Prestack depth migration has been used for decades to derive velocity distributions in depth. Numerous tools and methodologies have been developed to reach this goal. Exploration in geologically more complex areas exceeds the abilities of existing methods. New data-acquisition and data-processing methods are required to answer these new challenges effectively. The recently introduced wide-azimuth data acquisition method offers better illumination and noise attenuation as well as an opportunity to more accurately determine velocities for imaging. One of the most advanced tools for depth imaging is full-waveform inversion. Prestack seismic full-waveform inversion is very challenging because of the nonlinearity and nonuniqueness of the solution. Combined with multiple iterations of forward modeling and residual wavefield back propagation, the method is computer intensive, especially for 3D projects.

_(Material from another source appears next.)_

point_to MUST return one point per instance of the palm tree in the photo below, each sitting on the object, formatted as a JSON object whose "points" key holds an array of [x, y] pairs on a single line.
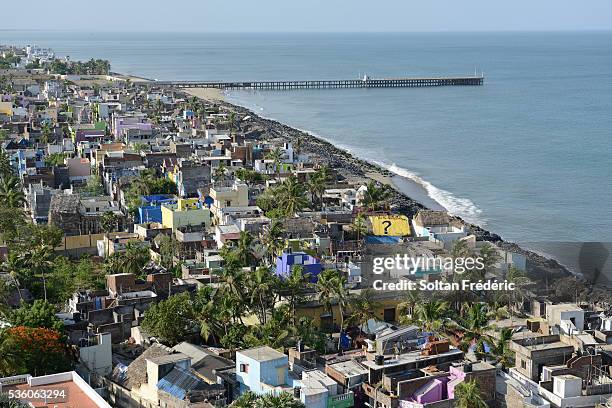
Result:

We studied a time-domain, plane-wave implementation of 3D waveform inversion. We found that plane-wave gathers are an attractive input to waveform inversion with dramatically reduced computer run times compared to traditional shot-gather approaches. The study was conducted on two synthetic data sets — Marmousi2 and SMAART Pluto 1.5 — and a field data set. The results showed that a velocity field can be reconstructed well using a multiscale time-domain implementation of waveform inversion. Although the time-domain solution does not take advantage of wavenumber redundancy, the method is feasible on current computer architectures for 3D surveys. The inverted velocity volume produces a quality image for exploration geologists by using numerous iterations of waveform inversion.